En el primer cuatrimestre de este año, China mantuvo un volumen total de importación de carne vacuna superior al del mismo período anterior, aunque se observa una marcada caída en el ritmo mensual de compras. Tras un récord histórico en enero, cuando alcanzó 366 mil toneladas, las importaciones han caído progresivamente hasta estabilizarse en niveles cercanos a los 209 mil toneladas en abril, igualando las cifras de hace un año.
Este descenso en volumen contrasta con una notable subida del precio medio de la carne congelada sin hueso, el principal producto importado por China. Durante 2025, el valor fue subiendo de forma constante hasta superar los 6.000 dólares por tonelada a fines de año y superar en abril los 6.400 dólares, niveles históricos solo superados en un período anterior entre 2021 y 2022.
La evolución del precio refleja la correlación con la exportación brasileña, cuyo valor también ha aumentado en las últimas semanas, lo que deja abierta la posibilidad de que el precio de importación en China continúe creciendo. Sin embargo, esta subida coincide con cambios significativos en la composición del abastecimiento internacional de carne para el mercado chino.
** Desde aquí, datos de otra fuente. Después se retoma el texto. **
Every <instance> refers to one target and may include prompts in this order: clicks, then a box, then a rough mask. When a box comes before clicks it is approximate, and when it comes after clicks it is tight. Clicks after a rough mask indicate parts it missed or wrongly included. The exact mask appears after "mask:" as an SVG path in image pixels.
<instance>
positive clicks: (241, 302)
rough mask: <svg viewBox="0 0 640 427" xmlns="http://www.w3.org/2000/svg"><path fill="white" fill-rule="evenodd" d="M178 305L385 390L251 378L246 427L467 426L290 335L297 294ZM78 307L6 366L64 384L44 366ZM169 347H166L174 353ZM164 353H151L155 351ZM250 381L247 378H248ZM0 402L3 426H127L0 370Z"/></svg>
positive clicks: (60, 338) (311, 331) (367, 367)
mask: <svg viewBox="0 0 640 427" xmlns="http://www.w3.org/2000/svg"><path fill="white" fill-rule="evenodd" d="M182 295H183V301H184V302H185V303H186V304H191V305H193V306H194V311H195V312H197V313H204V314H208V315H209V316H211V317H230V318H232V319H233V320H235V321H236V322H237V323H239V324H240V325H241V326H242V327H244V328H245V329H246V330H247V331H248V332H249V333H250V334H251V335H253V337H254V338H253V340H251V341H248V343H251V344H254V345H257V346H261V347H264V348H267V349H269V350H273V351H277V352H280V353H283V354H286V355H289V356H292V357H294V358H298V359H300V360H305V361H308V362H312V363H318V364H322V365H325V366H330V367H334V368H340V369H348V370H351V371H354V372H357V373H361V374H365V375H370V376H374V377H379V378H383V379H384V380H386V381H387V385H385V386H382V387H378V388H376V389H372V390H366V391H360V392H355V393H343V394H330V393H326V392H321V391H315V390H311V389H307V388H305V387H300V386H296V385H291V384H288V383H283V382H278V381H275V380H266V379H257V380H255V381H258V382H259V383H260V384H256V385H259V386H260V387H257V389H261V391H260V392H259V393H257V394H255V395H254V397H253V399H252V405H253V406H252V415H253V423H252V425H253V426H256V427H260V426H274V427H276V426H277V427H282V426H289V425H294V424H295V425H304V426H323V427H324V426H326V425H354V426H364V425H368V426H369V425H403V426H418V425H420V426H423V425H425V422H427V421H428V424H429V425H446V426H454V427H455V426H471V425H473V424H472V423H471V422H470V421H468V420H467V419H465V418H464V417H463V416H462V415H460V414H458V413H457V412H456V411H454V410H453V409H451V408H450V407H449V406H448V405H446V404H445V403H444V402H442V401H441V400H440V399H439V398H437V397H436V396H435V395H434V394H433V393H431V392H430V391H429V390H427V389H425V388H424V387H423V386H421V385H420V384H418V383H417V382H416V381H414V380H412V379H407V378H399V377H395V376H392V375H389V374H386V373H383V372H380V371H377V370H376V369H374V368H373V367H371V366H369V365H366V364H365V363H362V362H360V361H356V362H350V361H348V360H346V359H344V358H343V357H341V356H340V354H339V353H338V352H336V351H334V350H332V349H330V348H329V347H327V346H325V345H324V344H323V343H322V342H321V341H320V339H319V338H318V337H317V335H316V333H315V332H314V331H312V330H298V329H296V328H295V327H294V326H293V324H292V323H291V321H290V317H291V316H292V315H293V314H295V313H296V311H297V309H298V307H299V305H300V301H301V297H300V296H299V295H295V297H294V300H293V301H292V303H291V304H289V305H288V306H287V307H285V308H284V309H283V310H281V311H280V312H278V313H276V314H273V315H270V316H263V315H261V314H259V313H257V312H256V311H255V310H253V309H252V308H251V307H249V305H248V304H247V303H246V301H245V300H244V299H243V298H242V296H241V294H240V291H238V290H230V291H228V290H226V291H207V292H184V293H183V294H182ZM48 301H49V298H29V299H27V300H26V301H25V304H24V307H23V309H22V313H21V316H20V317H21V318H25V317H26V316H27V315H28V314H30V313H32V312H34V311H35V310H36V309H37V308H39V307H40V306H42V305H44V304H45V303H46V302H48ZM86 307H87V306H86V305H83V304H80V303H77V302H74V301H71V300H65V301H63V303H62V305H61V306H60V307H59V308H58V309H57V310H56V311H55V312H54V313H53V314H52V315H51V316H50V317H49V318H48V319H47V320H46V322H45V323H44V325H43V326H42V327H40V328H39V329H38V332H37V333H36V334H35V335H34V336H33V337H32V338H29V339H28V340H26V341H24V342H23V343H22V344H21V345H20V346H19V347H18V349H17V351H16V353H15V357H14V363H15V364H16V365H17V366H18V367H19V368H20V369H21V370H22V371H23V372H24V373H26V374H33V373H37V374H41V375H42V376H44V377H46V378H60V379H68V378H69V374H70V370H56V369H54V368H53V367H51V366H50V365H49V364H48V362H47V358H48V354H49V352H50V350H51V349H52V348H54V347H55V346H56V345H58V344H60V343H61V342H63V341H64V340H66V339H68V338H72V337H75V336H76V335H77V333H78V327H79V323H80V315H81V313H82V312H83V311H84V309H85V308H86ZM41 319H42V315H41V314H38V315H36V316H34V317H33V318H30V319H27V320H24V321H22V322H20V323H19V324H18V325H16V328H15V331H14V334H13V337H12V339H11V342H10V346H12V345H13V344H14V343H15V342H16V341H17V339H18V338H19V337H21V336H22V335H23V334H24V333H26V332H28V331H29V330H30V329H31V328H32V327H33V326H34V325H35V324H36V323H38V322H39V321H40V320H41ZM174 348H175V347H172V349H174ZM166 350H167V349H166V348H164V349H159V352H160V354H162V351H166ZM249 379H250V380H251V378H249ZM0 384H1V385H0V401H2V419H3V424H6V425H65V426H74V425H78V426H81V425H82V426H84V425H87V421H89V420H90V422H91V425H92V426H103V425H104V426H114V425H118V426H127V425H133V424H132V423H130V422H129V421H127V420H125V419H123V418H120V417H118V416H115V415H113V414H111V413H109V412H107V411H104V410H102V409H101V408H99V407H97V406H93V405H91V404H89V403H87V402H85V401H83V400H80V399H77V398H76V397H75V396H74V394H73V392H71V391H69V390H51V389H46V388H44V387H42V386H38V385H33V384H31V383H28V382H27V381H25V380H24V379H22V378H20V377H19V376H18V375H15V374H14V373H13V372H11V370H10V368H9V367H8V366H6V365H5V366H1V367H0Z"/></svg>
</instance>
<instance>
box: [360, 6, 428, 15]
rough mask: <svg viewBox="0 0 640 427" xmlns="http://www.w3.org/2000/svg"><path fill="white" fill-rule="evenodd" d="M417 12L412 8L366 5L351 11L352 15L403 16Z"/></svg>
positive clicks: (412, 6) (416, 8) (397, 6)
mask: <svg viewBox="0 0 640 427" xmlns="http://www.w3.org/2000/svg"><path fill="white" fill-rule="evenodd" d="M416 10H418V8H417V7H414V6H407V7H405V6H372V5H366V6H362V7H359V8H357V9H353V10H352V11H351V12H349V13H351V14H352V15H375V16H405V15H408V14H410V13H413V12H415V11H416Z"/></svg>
Brasil, primer proveedor por volumen, muestra una caída constante en su participación de mercado durante este año, pasando del 62% a alrededor del 48% actual, aunque en el promedio del cuatrimestre sigue superando el nivel del año pasado. En contraste, Australia incrementó su presencia, alcanzando un 18% en abril, sobrepasando a Argentina, que se mantiene estable entre el 15 y el 18%. Uruguay y Nueva Zelandia conservan también su cuota habitual, mientras que Estados Unidos permanece casi ausente, en espera de resolver cuestiones arancelarias y habilitaciones de plantas.
Las cuotas de importación implantadas para cada país parecen estar cerca de agotarse, especialmente para Brasil y Australia. Según estimaciones basadas en los envíos recientes y futuros, Australia podría agotar su cuota tan pronto como en mayo y Brasil en junio, situación que conforma un desafío para estos proveedores, pues China es su principal cliente en el mercado de carne vacuna.